Evaluate Environments

Name: evaluate-environments
Rating: 92
Author: gustofied

Goal

Run reliable environment evaluations and produce actionable summaries, not raw logs.

Core Loop

•Run a smoke evaluation first (do not require pre-install):

bash

prime eval run my-env -m gpt-4.1-mini -n 5

•Use owner/env slug directly when evaluating Hub environments:

bash

prime eval run owner/my-env -m gpt-4.1-mini -n 5

•Scale only after smoke pass:

bash

prime eval run owner/my-env -m gpt-4.1-mini -n 200 -r 3 -s

•Treat ownerless env ids as local-first. If not found locally, rely on Prime resolution for your remote env where applicable.

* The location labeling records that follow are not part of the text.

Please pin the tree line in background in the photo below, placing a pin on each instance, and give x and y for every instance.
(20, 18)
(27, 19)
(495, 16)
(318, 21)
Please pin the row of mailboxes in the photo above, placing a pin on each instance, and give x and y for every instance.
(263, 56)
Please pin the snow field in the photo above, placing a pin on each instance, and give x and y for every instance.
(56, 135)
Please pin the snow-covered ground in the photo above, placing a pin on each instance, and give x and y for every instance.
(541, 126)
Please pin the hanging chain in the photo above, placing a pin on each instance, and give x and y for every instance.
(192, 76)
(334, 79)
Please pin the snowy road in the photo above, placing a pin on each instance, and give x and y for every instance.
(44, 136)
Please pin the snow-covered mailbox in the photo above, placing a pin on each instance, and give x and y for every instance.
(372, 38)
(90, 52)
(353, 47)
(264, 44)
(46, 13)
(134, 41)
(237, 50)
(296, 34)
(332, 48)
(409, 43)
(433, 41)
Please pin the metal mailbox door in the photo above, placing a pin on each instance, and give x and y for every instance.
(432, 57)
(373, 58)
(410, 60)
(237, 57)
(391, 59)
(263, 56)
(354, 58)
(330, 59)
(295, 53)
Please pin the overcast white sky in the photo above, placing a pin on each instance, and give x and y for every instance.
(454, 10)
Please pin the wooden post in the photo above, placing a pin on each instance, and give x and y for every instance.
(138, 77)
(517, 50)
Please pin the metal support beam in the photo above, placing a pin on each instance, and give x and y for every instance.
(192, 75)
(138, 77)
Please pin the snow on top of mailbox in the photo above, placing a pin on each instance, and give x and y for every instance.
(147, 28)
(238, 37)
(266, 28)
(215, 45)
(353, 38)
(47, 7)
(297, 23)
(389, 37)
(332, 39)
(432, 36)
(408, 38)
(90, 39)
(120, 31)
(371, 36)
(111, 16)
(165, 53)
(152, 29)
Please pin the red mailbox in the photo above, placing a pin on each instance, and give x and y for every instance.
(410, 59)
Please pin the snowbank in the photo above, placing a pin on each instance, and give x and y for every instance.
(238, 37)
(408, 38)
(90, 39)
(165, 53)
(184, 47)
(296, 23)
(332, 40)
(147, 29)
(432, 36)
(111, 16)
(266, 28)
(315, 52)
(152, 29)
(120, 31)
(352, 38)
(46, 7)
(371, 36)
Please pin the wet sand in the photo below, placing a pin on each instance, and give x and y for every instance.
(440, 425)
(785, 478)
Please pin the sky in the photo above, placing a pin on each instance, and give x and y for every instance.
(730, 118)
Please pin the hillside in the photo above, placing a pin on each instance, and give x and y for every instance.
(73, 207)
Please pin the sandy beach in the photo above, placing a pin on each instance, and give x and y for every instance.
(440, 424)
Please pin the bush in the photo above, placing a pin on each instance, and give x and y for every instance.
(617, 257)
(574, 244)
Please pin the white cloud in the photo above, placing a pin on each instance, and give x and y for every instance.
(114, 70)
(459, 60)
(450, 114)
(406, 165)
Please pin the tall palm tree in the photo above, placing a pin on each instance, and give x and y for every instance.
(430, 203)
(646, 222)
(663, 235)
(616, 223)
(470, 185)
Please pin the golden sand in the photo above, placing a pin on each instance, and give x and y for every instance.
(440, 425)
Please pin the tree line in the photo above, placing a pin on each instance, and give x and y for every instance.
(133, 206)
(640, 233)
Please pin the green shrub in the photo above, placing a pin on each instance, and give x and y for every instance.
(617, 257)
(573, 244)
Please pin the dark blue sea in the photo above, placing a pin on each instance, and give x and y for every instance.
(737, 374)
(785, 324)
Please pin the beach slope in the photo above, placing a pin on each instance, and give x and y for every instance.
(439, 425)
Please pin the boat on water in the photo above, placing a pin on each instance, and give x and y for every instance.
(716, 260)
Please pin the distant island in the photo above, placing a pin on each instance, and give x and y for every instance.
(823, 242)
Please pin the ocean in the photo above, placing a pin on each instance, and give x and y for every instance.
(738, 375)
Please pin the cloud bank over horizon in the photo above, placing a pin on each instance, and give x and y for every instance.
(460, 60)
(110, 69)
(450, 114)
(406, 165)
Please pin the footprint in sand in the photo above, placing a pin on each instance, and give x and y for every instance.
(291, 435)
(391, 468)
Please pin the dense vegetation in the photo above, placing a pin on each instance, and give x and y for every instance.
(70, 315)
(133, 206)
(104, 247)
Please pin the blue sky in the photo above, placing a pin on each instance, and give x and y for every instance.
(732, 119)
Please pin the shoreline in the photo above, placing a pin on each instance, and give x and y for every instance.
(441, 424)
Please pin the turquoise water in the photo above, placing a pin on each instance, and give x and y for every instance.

Endpoint Shortcuts And Model Family Choice

•Encourage users to define endpoint aliases in configs/endpoints.toml so model, base URL, and key wiring stay reusable.
•Use aliases via -m <endpoint_id> instead of repeating -b and -k.
•Ask users explicitly whether they want an instruct or reasoning model before non-trivial evaluations.
•Instruct go-tos for quick behavior checks: gpt-4.1 series and qwen3 instruct series.
•Reasoning go-tos for deeper test coverage: gpt-5 series, qwen3 thinking series, and glm series.
•Example endpoint registry:

toml

[[endpoint]]
endpoint_id = "gpt-4.1-mini"
model = "gpt-4.1-mini"
url = "https://api.openai.com/v1"
key = "OPENAI_API_KEY"

[[endpoint]]
endpoint_id = "qwen3-32b-i"
model = "qwen/qwen3-32b-instruct"
url = "https://api.pinference.ai/api/v1"
key = "PRIME_API_KEY"

Publish Gate Before Large Runs

•After smoke tests pass and results look stable, proactively suggest pushing the environment to Hub before large eval sweeps or RL work.
•Ask the user explicitly: should visibility be PUBLIC or PRIVATE?
•Push with chosen visibility:

bash

prime env push my-env --visibility PUBLIC

bash

prime env push my-env --visibility PRIVATE

•For hosted eval workflows, prefer running large jobs against the Hub slug:

bash

prime eval run owner/my-env -m gpt-4.1-mini -n 200 -r 3 -s

Prefer Config-Driven Evals Beyond Smoke Tests

•For anything beyond quick checks, nudge the user to create an eval TOML config.
•Use config files to run multiple evals in one command and keep runs reproducible:

bash

prime eval run configs/eval/my-benchmark.toml

•Make config files the default for benchmark sweeps, multi-model comparisons, and recurring reports.

Common Evaluation Patterns

•Pass args to load_environment():

bash

prime eval run my-env -a '{"difficulty":"hard"}'

•Override constructor kwargs:

bash

prime eval run my-env -x '{"max_turns":20}'

•Save extra state columns:

bash

prime eval run my-env -s -C "judge_response,parsed_answer"

•Resume interrupted runs:

bash

prime eval run my-env -n 1000 -s --resume

•Run multi-environment TOML suites:

bash

prime eval run configs/eval/my-benchmark.toml

Push Results to Platform

•After proper eval runs complete, nudge users to push results for detailed platform viewing.
•Push from current directory or auto-discover outputs:

bash

prime eval push

•Push an explicit run directory when needed:

bash

prime eval push outputs/evals/my-env--gpt-4.1-mini/<run-id>

•Inspect uploaded runs:

bash

prime eval list
prime eval get <eval-id>
prime eval samples <eval-id>

Metrics Interpretation

•Treat binary and continuous rewards differently.
•Use pass@k-style interpretation only when rewards are effectively binary.
•For continuous rewards, focus on distribution shifts and per-task means.
•Always inspect samples before concluding regressions.

Reliability Rules

•Keep environment/model/config fixed while comparing variants.
•Record exact command lines and key flags in the report.
•Call out missing credentials, endpoint mismatches, and dependency errors directly.
•Do not overinterpret tiny sample runs.

Output Format

Return:

•Run configuration table.
•Aggregate metrics and key deltas.
•Sample-level failure themes.
•Clear recommendation: proceed, iterate environment, or retune model/sampling.